Bugs and User Practice

Wouter points out a mistake in one of my blog posts which was based on old data [1]. My original post was accurate for older distributions of Linux but since then the bug in question was fixed.

Normally when writing blog posts or email I do a quick test before committing the text to avoid making mistakes (it’s easy to mis-remember things). However in this case the bug would dead-lock machines which made me hesitant to test it (I didn’t have a machine that I wanted to dead-lock).

There are two lessons to be learned from this. The most obvious is to test things thoroughly before writing about them (and have test machines available so that tests which cause service interruption or data loss can be performed).

The next lesson is that when implementing software you should try not to have limitations that will affect user habits in a bad way.

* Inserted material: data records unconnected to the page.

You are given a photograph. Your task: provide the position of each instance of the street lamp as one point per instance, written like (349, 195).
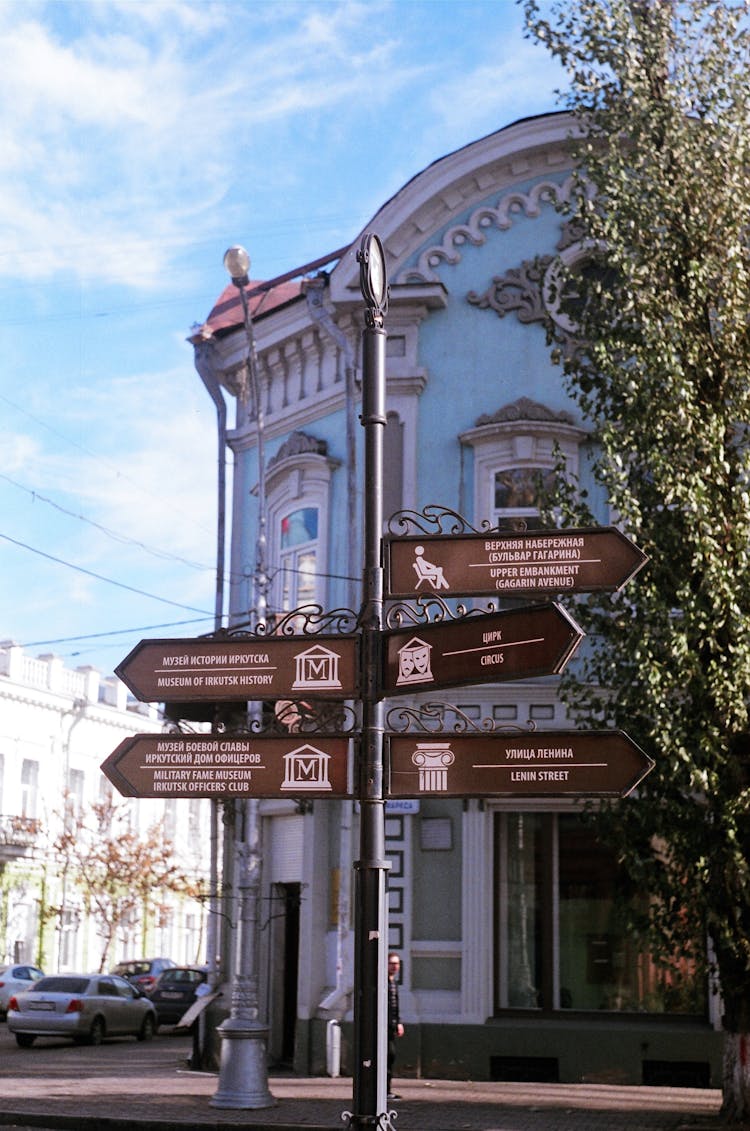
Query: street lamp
(371, 920)
(243, 1071)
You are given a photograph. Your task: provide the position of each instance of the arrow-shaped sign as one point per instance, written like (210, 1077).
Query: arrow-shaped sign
(583, 763)
(221, 671)
(513, 645)
(230, 766)
(534, 561)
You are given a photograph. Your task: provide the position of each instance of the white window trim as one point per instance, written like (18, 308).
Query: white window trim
(301, 480)
(505, 445)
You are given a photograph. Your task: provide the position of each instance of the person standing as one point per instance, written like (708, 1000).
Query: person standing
(395, 1026)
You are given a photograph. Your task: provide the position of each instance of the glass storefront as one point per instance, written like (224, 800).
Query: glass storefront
(562, 938)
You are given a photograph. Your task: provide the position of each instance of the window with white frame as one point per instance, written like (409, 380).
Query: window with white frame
(29, 777)
(298, 489)
(298, 583)
(516, 451)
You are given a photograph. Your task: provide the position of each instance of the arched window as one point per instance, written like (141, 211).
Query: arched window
(298, 485)
(516, 451)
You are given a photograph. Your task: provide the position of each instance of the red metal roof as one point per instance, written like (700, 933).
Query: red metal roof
(226, 313)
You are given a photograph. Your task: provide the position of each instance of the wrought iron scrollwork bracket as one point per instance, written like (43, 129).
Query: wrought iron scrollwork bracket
(432, 718)
(307, 620)
(438, 519)
(430, 609)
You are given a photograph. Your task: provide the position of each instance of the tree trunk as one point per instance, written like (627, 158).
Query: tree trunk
(735, 1104)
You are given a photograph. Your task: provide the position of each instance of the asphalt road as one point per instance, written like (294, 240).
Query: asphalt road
(125, 1085)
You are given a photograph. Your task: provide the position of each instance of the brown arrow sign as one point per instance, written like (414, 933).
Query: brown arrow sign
(536, 561)
(552, 763)
(514, 645)
(215, 671)
(230, 766)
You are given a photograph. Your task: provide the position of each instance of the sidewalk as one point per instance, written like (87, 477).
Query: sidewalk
(175, 1098)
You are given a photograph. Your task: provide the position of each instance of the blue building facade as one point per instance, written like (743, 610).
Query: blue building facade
(515, 963)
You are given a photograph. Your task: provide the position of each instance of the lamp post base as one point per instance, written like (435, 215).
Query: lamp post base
(243, 1073)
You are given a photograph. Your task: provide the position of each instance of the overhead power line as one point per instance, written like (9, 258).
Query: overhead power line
(123, 538)
(100, 577)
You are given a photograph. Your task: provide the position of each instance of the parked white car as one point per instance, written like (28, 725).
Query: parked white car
(14, 980)
(84, 1007)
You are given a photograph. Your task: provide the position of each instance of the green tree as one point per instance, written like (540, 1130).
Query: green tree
(121, 873)
(662, 103)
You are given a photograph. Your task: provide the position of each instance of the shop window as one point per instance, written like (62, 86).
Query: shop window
(562, 942)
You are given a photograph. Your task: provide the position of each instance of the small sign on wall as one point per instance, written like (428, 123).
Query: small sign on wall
(437, 834)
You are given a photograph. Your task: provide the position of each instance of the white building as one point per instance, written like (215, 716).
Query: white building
(57, 726)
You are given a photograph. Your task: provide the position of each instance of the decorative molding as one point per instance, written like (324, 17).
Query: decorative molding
(484, 218)
(524, 408)
(518, 291)
(299, 443)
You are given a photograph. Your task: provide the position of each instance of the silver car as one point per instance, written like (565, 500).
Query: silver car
(85, 1007)
(14, 978)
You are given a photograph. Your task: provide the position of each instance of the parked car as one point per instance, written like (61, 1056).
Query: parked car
(85, 1007)
(175, 992)
(14, 978)
(143, 972)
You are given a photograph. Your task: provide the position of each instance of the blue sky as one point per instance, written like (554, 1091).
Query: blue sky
(138, 140)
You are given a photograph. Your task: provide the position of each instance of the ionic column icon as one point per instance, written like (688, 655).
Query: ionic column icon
(432, 759)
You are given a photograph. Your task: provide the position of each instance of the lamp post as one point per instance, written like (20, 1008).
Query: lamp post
(371, 924)
(243, 1071)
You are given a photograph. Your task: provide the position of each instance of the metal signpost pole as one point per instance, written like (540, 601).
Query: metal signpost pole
(370, 938)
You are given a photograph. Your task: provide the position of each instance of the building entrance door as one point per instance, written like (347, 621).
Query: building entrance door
(284, 972)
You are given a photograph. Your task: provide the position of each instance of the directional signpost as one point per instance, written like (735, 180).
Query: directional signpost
(241, 670)
(373, 664)
(513, 645)
(230, 766)
(552, 763)
(535, 561)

In the case of LVM, if the tool lvetend had displayed a message such as “Resizing the root LV would dead-lock the system, until locking is fixed such requests will be rejected – please boot from a rescue disk to perform this operation” then I would have performed a test before writing the blog post (as it would be a harmless test to perform). Also on occasion when I really wanted to resize a root device without a reboot I would have attempted the command in the hope that LVM had been fixed.

A bug that deadlocks a system is one that will really have an adverse affect on users, both their habits in future use, and the probability of them using the software in future. A bug (or missing feature) that displays a warning message will have much less of a problem.

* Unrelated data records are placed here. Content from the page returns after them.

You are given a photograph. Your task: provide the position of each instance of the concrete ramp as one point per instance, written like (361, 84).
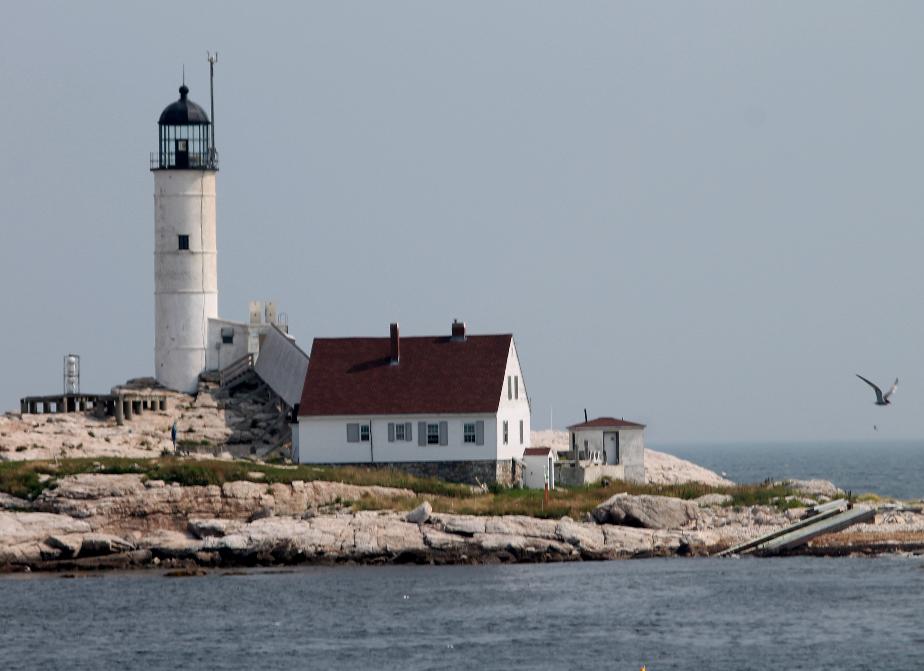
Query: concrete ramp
(282, 365)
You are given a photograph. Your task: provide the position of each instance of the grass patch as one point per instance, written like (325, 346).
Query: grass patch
(21, 478)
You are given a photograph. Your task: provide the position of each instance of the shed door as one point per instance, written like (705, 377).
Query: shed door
(611, 446)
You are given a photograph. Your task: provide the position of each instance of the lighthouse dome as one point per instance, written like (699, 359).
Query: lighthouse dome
(183, 112)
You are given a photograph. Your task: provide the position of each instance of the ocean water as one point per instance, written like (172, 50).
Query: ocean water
(795, 613)
(892, 468)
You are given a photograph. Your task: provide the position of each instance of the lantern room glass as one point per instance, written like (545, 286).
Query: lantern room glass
(184, 147)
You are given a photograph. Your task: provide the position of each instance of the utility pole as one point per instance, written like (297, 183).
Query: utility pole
(212, 61)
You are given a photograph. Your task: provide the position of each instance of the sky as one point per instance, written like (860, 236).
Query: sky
(706, 217)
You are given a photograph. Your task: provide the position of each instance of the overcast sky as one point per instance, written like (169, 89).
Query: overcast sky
(703, 216)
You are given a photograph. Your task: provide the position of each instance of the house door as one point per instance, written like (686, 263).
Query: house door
(611, 446)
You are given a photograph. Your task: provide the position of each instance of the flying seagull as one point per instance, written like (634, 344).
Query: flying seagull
(881, 399)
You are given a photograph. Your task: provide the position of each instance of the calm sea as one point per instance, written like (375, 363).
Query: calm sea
(890, 467)
(700, 614)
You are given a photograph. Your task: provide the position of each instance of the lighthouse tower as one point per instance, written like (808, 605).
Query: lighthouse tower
(185, 252)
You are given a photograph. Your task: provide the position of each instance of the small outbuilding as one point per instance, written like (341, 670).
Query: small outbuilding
(610, 442)
(538, 467)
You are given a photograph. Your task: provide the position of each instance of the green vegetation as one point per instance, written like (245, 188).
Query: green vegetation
(21, 478)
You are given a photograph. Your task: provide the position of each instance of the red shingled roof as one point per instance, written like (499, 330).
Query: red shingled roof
(354, 376)
(607, 423)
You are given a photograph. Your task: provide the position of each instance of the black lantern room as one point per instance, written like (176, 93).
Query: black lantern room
(185, 137)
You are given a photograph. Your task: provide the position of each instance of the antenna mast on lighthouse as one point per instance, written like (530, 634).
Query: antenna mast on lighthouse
(213, 153)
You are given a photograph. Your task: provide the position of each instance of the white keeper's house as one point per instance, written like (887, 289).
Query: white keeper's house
(452, 406)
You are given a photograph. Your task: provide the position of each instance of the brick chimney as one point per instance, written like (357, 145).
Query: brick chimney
(395, 344)
(458, 330)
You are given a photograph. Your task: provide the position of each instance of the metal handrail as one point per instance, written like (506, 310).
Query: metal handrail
(203, 160)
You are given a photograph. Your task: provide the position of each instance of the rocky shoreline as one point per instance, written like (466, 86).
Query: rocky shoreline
(99, 521)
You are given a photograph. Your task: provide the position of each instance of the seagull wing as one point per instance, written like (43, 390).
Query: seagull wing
(892, 390)
(878, 390)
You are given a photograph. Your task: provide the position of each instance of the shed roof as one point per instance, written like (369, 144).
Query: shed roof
(435, 374)
(606, 423)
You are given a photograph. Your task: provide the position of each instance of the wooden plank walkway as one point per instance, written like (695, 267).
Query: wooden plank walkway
(828, 518)
(838, 522)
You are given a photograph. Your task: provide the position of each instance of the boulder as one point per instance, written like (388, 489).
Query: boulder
(212, 527)
(420, 514)
(586, 537)
(68, 544)
(815, 487)
(709, 500)
(102, 544)
(465, 525)
(8, 502)
(646, 511)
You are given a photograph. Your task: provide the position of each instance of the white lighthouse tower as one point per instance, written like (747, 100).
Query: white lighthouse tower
(185, 250)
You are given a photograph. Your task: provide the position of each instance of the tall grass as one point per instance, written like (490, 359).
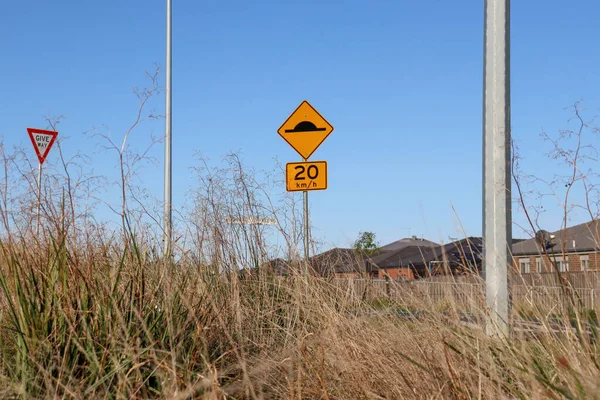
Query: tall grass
(92, 312)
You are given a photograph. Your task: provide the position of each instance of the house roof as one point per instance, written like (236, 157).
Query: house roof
(582, 237)
(411, 256)
(338, 260)
(407, 242)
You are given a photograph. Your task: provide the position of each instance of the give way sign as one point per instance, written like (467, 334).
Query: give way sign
(42, 141)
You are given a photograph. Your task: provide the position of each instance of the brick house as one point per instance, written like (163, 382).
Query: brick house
(572, 249)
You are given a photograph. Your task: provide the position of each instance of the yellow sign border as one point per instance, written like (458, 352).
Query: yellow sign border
(281, 131)
(304, 163)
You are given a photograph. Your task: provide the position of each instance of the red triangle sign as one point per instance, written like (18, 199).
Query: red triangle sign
(42, 141)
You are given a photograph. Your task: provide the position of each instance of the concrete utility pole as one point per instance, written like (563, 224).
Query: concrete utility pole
(168, 163)
(497, 218)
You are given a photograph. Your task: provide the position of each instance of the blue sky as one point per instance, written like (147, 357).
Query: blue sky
(401, 82)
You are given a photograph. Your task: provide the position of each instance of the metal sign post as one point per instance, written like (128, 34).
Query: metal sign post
(42, 141)
(497, 220)
(39, 207)
(168, 194)
(305, 130)
(306, 226)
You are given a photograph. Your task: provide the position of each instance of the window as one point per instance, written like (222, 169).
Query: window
(562, 263)
(585, 262)
(525, 265)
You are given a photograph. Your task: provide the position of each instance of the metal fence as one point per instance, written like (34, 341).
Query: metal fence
(453, 293)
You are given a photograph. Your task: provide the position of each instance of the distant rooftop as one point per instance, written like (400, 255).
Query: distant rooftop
(407, 242)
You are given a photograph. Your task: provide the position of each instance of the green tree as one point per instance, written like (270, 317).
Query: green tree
(366, 243)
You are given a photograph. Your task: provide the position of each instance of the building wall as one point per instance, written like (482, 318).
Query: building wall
(347, 275)
(396, 273)
(547, 262)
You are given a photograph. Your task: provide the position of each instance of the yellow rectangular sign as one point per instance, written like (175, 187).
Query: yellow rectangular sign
(311, 175)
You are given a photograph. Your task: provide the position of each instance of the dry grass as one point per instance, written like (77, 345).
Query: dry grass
(88, 312)
(121, 328)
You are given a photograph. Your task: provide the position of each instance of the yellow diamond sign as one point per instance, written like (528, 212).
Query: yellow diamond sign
(305, 129)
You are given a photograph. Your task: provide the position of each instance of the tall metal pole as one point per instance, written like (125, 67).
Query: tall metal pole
(37, 229)
(168, 152)
(306, 229)
(497, 218)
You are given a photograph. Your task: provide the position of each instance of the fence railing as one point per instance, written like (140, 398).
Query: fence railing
(472, 295)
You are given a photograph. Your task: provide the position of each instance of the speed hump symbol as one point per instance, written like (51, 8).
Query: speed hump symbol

From now on I will still be hesitant in using lvextend on a LV for a root filesystem on any machines other than the very latest for fear that they will break. The fact that lvextend will sometimes work on the root filesystem and sometimes put the machine offline is a serious problem that impacts my use of that feature.

Most people won’t be in a position to have a bug or missing feature that deadlocks a system, but there are an infinite number of ways that software can potentially interrupt service or destroy data. Having software fail in a soft way such that data is not lost is a significant benefit for users and an incentive to use such software.

I’ve put this post in the WTF category, because having a dead-lock bug in a very obvious use-case of commonly used software really makes me say WTF.

3 comments to Bugs and User Practice

  • Whenever I write “instructional” posts, I always try to use first person, and refrain from telling or recommending what others should do. For example, instead of writing:

    “You can re-size your monitor screen with a sledgehammer…”

    I try to phrase it like:

    “I was able to re-size my monitor with a sledgehammer, but the results were not optimal”

    Its difficult to make sure that everything technical works in every situation for everyone. Most of my blog posts are notes I take for my own use which I then share with others. In situations where there is a lot at stake, I try to give some warning about the gravity of the steps.

  • “However in this case the bug would dead-lock machines which made me hesitant to test it (I didn’t have a machine that I wanted to dead-lock).”

    Qemu (or KVM if you have the right hardware) is your friend.

    (Currently debugging a kernel crasher in a multi-node cluster of Qemu images running on my desktop).

  • etbe

    John: You are correct. But the way I set things up is that I don’t use LVM in DomU’s – the Dom0 manages the storage. So I would have had to create a DomU and install LVM, it’s not impossible (as it’s not impossible for me to grab one of the spare machines that’s in my computer room, take a blank hard drive from the pile, and do a fresh install), but it’s more effort and I got a bit lazy.